顕微鏡写真: アーティファクト 犬のフィブリン塊

検査をしていると日々アーティファクトに遭遇するのですが、このアーティファクトという言葉は一般的なのでしょうか?ご家族様に検査結果を説明するときに、「これは検査のアーティファクトですね」という風に話してしまうこともあり、日本語で分かりやすく言い換えようとしてもピンと来ないんですよね。「検査の人工物ですね」と言っても検査の人工物って何ぞや、って感じます。アーティファクトの類語としてはノイズが挙げられるそうです。要は、生体内では無いけれども、検査という人為的介入を経て生じたもの、ということです。ん-、これは上手く要せている自信がありません。

血液塗抹においても様々なアーティファクトが存在しますので、アーティファクトだけで10回くらい記事が書けそうです。今回はフィブリンの析出です。こちらはだいぶ小さめのフィブリン塊ですが、もっと画面いっぱいに大きくなることもあります。

イヌ末梢血-フィブリン塊、対物レンズ100倍、Wright-Giemsa染色

血液塗抹を作製する際、多くはEDTA(今月2回目の登場、「エディタ、エデタ」とかそのまま「イーディーティーエー」と読んだりします)で抗凝固処理した血液を用いますので、本来であれば血液塗抹に血液凝固過程の最終産物であるフィブリンが析出することはありません。どのような時に出てくるかと言うと、採血が上手くいかなくて皮下の組織因子が混入してしまい、シリンジ内で血液凝固が進んでしまった場合などにみられます。いや、私も決して採血が下手な訳ではないですけどね、この採血の時はたまたまね、たまたま手こずったことでしょう。

あとは採血管内で抗凝固剤とうまく混和できなかった場合なども出てきます。CBCで血小板数が少なかった場合、血液塗抹を確認してこのフィブリン塊や血小板凝集塊が多くみられるようであれば必ず再採血をしましょう。フィブリンに血小板が絡めとられてしまって、正しい数が反映されていないかもしれません。そのようなケースを偽性血小板減少と言います。猫の内股からの採血など、時間がかかった場合は要注意ですね。

以上です、と思いましたがオマケでもう一枚まったく路線の違う写真を。

イヌ皮膚押捺標本-Simonsiella、対物レンズ100倍、Diff-Quik染色

こちらはSimonsiella(シモンシエラ)というグラム陰性桿菌です。これが何のアーティファクトかと言いますと、この細菌は脊椎動物の口腔内に常在する細菌なのです。つまり、採血の過程で口腔内の細菌が混入する可能性は極めて低いので、血液塗抹を作製した人がおしゃべりしながら作業をしていて、その唾がスライドガラス上にとんだ場合などにみられるということですね。だから血液塗抹を鏡検していてシモンシエラを見かけると、誰の唾だ…と複雑な気持ちになります。

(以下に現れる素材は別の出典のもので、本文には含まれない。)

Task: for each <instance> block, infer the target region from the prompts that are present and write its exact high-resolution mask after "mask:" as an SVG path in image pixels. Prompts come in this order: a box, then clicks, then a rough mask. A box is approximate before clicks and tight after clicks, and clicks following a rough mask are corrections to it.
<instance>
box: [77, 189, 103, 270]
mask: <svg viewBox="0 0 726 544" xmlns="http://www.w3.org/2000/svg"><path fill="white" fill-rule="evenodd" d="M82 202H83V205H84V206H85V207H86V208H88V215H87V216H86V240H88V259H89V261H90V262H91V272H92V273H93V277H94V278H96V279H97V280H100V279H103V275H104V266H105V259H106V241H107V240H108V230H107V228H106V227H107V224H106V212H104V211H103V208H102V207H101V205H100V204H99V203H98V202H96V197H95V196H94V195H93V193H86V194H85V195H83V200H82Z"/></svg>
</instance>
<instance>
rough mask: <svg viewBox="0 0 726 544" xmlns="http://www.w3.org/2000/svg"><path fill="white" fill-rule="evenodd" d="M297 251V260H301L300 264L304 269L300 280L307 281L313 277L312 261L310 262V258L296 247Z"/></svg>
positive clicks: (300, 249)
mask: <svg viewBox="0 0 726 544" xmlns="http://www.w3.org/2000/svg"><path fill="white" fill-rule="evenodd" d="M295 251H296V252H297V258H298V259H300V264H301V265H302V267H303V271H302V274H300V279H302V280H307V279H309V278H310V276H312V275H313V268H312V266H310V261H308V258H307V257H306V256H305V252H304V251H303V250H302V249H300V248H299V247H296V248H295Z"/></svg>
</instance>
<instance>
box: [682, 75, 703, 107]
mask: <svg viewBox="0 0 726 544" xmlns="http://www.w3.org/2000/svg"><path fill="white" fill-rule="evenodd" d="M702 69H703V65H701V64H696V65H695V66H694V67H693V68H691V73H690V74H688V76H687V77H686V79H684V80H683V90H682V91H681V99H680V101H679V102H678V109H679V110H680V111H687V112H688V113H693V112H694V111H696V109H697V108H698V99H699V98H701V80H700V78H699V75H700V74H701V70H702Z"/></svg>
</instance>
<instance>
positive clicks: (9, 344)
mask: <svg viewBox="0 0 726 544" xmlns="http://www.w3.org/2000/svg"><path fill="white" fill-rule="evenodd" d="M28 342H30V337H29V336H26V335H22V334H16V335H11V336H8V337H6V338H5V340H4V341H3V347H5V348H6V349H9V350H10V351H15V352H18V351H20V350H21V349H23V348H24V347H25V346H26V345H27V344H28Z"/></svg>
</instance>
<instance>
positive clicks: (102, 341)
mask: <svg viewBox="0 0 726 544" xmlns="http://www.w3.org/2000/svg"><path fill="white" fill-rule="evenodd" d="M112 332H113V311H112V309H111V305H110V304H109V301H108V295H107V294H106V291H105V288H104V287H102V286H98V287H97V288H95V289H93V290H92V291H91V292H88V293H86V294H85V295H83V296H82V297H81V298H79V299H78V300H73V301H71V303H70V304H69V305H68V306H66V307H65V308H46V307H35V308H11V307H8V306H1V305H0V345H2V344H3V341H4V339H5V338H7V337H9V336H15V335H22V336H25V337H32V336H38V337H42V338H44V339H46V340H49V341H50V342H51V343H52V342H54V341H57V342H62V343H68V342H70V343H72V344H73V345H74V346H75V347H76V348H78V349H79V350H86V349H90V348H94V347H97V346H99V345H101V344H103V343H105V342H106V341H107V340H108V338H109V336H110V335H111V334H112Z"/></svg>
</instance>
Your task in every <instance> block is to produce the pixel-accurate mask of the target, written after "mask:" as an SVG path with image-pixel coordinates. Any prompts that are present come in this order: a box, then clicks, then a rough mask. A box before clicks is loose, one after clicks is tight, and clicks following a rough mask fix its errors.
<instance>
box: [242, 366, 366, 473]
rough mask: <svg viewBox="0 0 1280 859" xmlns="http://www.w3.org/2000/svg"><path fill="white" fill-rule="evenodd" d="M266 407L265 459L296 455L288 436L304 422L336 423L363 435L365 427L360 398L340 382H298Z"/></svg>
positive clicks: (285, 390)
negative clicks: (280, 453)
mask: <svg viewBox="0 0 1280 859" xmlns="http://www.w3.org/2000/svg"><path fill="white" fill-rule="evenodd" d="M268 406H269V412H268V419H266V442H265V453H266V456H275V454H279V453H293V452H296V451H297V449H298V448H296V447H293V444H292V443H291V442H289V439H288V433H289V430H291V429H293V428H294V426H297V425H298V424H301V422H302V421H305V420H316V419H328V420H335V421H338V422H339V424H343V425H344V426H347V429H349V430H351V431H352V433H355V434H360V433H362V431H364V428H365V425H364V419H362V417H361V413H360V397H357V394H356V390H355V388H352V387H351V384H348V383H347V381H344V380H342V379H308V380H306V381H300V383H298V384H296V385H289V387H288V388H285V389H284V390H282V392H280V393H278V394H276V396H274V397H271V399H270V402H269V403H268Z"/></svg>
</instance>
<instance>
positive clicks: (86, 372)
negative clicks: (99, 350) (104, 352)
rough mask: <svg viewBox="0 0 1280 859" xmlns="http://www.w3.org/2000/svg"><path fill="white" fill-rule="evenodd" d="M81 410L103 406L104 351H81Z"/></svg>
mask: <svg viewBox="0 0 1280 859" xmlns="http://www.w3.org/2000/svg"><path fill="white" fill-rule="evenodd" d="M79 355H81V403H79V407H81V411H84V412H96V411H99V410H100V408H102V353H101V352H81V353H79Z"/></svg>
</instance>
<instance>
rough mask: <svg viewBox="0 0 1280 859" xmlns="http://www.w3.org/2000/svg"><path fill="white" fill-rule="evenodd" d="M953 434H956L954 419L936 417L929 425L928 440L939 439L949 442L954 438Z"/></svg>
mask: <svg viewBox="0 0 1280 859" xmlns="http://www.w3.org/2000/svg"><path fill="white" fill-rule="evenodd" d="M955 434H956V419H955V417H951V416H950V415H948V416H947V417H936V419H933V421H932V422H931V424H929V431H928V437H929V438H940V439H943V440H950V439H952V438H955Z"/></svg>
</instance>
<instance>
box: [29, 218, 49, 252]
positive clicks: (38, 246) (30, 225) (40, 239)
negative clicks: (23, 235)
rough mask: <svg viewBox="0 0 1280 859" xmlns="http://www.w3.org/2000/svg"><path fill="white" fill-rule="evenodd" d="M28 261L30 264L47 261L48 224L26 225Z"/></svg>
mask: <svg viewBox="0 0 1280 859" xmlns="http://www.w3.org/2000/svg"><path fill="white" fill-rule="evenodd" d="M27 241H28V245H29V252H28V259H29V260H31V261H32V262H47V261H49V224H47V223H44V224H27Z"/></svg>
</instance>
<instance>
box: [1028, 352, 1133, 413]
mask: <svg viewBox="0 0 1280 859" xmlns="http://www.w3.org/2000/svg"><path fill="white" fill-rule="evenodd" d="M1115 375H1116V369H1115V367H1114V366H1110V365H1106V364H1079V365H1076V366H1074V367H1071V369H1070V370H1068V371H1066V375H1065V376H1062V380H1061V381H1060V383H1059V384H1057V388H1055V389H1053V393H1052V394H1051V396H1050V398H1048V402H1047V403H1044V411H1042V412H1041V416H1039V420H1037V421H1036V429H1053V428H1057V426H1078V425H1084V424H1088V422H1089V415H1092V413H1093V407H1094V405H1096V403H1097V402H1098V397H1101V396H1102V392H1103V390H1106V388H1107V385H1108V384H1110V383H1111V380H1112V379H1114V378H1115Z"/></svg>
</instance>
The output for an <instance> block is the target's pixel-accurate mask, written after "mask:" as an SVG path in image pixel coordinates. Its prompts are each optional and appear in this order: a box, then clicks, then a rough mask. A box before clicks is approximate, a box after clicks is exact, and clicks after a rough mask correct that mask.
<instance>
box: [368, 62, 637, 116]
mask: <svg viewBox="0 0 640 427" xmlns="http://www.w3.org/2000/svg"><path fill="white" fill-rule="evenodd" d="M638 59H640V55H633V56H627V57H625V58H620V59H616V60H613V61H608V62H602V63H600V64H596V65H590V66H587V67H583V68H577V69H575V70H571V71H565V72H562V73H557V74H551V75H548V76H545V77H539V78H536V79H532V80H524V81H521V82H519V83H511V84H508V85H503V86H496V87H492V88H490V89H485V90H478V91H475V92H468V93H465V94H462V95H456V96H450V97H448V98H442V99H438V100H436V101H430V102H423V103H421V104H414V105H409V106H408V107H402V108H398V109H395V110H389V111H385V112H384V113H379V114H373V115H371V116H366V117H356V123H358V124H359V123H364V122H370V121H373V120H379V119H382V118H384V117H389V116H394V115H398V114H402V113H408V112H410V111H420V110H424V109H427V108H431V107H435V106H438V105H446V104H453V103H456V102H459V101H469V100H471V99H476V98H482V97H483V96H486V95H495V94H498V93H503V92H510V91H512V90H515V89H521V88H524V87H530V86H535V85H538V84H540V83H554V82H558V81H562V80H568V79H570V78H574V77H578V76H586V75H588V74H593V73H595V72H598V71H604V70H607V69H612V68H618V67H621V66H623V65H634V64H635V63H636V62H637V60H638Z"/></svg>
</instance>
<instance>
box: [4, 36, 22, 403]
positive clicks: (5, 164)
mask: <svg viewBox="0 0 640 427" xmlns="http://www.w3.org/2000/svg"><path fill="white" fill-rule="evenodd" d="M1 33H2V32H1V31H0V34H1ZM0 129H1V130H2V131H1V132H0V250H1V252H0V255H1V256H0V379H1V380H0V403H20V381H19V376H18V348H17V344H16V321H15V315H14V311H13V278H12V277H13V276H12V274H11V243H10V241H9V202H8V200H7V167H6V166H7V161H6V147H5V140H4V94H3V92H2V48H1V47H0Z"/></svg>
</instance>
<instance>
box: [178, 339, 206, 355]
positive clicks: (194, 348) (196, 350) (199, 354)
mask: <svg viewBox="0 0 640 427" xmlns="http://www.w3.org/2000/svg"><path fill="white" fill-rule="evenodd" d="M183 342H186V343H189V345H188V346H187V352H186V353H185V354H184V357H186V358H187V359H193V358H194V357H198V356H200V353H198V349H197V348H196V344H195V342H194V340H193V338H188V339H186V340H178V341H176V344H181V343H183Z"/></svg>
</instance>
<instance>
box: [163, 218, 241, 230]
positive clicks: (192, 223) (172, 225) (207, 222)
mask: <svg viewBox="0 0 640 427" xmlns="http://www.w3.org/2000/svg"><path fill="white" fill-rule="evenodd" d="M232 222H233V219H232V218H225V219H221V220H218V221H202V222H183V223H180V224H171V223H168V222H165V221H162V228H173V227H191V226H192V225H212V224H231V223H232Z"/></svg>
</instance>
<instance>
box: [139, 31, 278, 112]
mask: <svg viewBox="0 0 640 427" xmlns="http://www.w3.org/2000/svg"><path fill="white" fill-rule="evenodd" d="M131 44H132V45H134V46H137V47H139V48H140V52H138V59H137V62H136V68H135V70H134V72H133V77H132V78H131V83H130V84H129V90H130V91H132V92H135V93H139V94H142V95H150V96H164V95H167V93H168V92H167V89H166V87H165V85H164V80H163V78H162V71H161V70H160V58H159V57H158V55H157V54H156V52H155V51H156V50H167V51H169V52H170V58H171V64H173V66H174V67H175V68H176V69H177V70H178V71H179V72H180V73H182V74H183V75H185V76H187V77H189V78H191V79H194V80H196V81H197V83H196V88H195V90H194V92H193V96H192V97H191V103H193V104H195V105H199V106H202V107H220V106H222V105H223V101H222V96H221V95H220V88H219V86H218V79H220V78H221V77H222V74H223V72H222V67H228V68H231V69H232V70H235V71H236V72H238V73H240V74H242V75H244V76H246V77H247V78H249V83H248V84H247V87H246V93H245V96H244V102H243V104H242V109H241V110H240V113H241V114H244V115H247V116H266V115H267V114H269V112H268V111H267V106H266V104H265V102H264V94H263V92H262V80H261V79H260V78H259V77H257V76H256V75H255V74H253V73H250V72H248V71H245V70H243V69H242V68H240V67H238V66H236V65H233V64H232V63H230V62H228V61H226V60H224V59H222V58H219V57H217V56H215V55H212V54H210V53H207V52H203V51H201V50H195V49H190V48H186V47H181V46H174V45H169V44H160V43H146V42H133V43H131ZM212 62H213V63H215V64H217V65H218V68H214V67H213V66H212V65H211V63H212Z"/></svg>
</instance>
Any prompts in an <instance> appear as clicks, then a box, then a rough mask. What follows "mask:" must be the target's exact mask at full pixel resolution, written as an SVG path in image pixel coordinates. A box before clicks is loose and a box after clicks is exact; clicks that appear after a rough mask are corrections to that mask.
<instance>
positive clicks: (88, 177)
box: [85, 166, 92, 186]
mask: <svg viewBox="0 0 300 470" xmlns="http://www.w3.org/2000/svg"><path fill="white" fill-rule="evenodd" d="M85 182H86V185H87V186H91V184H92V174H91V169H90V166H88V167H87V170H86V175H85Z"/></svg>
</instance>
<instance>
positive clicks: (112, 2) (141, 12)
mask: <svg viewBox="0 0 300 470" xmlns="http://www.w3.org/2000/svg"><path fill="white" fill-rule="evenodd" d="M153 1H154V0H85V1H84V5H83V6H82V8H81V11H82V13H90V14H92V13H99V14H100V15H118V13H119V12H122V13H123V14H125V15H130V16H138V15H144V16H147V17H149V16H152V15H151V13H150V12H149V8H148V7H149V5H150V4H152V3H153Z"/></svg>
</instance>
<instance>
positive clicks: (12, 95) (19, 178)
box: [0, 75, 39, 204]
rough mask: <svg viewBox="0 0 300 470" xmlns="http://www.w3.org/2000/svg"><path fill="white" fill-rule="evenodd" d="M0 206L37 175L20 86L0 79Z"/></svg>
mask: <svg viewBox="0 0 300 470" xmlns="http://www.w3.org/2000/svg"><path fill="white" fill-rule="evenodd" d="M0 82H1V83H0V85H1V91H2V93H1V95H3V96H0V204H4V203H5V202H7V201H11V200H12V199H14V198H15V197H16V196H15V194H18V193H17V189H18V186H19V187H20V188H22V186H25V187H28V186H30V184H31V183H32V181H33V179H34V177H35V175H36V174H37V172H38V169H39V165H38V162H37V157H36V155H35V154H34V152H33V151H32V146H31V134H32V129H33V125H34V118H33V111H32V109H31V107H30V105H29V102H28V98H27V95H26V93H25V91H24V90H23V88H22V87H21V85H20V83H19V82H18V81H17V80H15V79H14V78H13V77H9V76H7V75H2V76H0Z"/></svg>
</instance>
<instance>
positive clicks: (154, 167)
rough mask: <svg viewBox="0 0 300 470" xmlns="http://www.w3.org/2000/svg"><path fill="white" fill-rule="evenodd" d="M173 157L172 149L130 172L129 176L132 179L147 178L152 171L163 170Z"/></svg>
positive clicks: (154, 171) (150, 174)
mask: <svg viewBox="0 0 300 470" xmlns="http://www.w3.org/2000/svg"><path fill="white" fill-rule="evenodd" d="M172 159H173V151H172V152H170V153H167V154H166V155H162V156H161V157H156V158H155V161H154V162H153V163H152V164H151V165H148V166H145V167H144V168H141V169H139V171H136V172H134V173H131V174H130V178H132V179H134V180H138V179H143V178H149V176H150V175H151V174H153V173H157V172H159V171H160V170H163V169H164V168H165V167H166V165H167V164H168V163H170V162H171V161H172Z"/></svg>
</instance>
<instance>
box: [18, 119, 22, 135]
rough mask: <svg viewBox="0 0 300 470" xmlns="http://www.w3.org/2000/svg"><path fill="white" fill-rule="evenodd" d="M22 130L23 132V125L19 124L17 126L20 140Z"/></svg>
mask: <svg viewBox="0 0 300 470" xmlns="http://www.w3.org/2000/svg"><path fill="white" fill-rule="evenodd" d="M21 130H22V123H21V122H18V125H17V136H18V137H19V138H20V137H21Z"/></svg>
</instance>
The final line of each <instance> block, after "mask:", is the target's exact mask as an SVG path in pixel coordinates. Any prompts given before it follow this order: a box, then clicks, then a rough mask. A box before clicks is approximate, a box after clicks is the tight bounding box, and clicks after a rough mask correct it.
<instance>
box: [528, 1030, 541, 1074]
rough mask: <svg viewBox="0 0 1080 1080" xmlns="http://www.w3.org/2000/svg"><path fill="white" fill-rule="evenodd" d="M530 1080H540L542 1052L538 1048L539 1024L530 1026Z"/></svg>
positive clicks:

なお、名誉のために申しますと、このシモンシエラの写真は血液塗抹のものではなく、舐めこわしていた犬の皮膚の押捺塗抹です。舐めているから口腔内の細菌が出ていると言うことです。ほ、ほんとですよ、私は基本マスクして作業してますし、血液塗抹を引くときは息をするのも忘れるほど全集中してますからね、おしゃべりしながらとか、む、むりです…これ以上続けても言い訳っぽくなるだけなので終わりにしましょう。また来月もよろしくお願い申し上げます。